## Lecture 5: SkipNet Analysis, Consistent Hashing

In this lecture we continue to discuss applications of randomized algorithms in computer networking.

1. Analysis of SkipNet Routing

Last time we introduced the SkipNet peer-to-peer system and we discussed its routing protocol. Recall that every node has a string identifier ${x}$ and a random bitstring ${y \in \{0,1\}^m}$, where ${m = 3 \log_2 n}$. The nodes are organized into several doubly-linked lists. For every bitstring ${z}$ of length at most ${m}$, there is a list ${L_z}$ containing all nodes for which ${z}$ is a prefix of their random bitstring.

We proved that:

Claim 1 With probability at least ${1-1/n}$, every list ${L_z}$ with ${|z| \geq m}$ contains at most one node.

To route messages from a node ${x}$, we use the following protocol.

• Send the message through node ${x}$‘s level ${m}$ list as far as possible towards the destination without going beyond${~}$ the destination, arriving at node ${e_m}$.
• Send the message from ${e_m}$ through node ${x}$‘s level ${m-1}$ list as far as possible towards the destination without going beyond${~}$ the destination, arriving at node ${e_{m-1}}$.
• Send the message from ${e_{m-1}}$ through node ${x}$‘s level ${m-2}$ list as far as possible towards the destination without going beyond${~}$ the destination, arriving at node ${e_{m-2}}$.
• Send the message from ${e_1}$ through the level 0 list to the destination (which we can also call ${e_0}$).

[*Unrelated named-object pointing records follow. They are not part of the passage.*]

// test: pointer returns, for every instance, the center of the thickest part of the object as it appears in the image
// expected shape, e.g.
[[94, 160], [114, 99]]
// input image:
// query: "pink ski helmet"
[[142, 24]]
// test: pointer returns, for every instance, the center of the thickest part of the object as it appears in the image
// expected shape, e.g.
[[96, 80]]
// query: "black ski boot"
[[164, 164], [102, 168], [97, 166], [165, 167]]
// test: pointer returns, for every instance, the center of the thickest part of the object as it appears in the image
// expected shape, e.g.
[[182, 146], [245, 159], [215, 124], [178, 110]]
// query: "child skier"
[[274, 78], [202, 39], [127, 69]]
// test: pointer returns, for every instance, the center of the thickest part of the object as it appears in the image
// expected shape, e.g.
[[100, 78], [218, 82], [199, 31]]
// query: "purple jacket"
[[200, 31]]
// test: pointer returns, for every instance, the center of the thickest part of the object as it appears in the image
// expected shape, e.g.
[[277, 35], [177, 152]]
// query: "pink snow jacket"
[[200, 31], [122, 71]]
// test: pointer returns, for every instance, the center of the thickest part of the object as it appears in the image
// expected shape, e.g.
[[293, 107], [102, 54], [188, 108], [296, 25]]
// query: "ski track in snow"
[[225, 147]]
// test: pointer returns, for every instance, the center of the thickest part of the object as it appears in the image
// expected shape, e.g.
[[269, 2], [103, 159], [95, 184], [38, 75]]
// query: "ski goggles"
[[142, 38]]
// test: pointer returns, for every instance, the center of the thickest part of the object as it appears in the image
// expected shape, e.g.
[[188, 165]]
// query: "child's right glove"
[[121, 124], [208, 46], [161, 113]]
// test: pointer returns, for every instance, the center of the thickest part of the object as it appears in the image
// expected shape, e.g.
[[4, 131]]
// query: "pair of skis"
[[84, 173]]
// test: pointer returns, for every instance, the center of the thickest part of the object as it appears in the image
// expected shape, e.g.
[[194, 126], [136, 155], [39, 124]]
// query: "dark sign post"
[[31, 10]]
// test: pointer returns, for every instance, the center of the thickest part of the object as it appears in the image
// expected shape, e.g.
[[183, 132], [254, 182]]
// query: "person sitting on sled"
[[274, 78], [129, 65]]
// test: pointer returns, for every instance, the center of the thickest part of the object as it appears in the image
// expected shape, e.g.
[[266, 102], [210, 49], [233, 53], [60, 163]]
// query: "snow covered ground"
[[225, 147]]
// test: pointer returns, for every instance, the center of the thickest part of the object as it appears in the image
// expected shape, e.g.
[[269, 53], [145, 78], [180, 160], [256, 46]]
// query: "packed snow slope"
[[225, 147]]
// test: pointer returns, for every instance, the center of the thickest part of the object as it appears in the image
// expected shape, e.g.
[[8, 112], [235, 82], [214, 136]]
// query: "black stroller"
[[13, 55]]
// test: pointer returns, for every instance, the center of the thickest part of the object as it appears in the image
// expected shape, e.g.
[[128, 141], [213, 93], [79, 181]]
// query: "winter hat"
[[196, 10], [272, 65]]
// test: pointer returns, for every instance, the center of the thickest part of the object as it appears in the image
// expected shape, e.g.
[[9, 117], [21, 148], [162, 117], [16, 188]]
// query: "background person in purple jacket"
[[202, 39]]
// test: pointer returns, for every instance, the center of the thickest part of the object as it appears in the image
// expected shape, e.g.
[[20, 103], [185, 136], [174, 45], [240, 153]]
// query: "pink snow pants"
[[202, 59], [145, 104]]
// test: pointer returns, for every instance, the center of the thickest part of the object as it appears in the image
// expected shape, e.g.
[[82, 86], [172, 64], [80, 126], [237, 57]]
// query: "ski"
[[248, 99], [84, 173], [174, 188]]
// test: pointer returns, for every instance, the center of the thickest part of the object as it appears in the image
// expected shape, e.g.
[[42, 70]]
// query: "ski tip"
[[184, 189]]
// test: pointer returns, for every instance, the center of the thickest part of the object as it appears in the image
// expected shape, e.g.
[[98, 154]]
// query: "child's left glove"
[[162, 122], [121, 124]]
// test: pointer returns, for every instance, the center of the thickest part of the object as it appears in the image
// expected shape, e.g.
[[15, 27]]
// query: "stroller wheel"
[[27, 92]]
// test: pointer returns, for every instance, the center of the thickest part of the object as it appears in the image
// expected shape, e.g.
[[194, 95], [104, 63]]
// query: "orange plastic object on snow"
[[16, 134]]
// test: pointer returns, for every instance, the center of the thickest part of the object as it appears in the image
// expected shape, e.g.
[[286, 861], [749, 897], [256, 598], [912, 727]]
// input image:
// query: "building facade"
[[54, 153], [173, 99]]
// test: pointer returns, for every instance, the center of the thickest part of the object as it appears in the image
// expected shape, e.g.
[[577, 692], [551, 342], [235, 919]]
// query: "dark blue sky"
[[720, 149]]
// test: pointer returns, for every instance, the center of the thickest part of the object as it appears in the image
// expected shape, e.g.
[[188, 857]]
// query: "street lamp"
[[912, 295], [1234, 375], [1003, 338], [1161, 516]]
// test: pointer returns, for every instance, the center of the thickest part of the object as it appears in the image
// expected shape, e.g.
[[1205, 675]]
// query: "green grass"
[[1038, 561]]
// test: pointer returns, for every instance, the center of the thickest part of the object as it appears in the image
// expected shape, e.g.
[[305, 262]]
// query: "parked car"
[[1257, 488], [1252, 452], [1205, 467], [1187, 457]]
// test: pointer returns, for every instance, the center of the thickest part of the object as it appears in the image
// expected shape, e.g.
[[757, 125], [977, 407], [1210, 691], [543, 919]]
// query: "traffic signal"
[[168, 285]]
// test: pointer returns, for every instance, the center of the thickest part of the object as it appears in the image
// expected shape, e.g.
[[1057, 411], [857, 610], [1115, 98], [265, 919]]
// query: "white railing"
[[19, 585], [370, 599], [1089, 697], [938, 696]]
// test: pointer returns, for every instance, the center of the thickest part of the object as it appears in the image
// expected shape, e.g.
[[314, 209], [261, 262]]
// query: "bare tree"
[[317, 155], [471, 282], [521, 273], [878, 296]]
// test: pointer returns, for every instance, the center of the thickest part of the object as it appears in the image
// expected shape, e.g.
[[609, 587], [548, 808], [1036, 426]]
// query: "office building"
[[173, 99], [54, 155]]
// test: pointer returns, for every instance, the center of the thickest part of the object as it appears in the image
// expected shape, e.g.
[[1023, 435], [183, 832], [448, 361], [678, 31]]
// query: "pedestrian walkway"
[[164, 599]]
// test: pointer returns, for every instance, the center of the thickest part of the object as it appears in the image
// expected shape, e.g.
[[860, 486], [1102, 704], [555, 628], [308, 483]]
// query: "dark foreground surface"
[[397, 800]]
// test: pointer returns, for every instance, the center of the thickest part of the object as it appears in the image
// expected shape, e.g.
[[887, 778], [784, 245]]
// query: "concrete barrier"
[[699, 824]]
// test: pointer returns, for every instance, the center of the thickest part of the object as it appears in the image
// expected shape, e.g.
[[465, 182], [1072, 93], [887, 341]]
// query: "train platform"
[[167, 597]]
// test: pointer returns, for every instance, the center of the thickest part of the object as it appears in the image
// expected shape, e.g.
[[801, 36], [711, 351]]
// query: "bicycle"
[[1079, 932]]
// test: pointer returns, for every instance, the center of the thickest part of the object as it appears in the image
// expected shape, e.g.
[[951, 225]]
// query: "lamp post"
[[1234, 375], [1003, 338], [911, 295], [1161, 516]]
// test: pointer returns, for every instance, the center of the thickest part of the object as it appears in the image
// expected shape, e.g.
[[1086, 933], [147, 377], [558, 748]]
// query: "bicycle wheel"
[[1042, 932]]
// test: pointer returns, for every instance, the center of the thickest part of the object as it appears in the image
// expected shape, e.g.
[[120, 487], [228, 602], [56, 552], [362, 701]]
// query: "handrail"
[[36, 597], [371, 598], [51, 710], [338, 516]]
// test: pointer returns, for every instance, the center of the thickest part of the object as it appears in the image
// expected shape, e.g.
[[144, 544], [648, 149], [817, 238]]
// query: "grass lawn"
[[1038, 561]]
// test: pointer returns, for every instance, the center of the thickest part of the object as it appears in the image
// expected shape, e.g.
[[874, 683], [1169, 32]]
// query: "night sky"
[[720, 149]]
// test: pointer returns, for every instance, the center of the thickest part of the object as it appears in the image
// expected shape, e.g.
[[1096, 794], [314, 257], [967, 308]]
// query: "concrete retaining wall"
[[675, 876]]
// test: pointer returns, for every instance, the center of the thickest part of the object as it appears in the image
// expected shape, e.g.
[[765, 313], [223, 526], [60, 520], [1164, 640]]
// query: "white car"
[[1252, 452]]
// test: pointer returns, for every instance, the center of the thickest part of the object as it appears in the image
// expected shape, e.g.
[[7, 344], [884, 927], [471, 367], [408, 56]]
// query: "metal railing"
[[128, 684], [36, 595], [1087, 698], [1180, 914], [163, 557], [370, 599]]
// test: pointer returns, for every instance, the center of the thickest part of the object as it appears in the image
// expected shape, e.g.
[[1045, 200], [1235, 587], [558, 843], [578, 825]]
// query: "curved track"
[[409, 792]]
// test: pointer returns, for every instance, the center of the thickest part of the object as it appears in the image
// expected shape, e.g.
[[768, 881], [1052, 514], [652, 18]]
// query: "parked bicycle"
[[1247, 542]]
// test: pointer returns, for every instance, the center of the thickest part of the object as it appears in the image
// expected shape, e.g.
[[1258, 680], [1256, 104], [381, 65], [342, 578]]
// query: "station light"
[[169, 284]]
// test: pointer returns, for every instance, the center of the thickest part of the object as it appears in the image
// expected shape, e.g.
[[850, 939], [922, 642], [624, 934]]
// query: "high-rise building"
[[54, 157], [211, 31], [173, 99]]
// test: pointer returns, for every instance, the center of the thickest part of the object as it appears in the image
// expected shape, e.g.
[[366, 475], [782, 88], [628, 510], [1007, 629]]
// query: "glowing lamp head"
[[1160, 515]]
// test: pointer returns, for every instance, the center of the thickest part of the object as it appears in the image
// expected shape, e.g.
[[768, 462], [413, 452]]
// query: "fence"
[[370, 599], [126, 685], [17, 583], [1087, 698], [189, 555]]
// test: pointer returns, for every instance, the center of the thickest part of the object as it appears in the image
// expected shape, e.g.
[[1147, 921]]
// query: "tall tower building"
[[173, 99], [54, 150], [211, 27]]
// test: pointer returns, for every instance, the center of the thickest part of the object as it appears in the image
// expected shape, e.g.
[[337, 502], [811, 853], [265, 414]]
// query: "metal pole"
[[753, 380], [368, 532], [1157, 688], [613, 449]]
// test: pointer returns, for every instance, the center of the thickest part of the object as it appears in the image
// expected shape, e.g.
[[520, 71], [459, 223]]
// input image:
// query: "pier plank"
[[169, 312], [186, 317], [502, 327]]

Our main theorem shows that any message traverses only ${O(\log n)}$ nodes to reach its destination.

Theorem 1 With probability at least ${1-2/n}$ (over the choice of the nodes’ random bitstrings), this routing scheme can send a message from any node to any other node by traversing ${O(\log n)}$ intermediate nodes.

Proof: Let the source node have identifier ${x}$ and random bits ${y}$. Let the destination node have identifier ${x_D}$. Let ${P}$ be the path giving the sequence of nodes traversed when routing a message from the source ${x}$ to the destination ${x_D}$.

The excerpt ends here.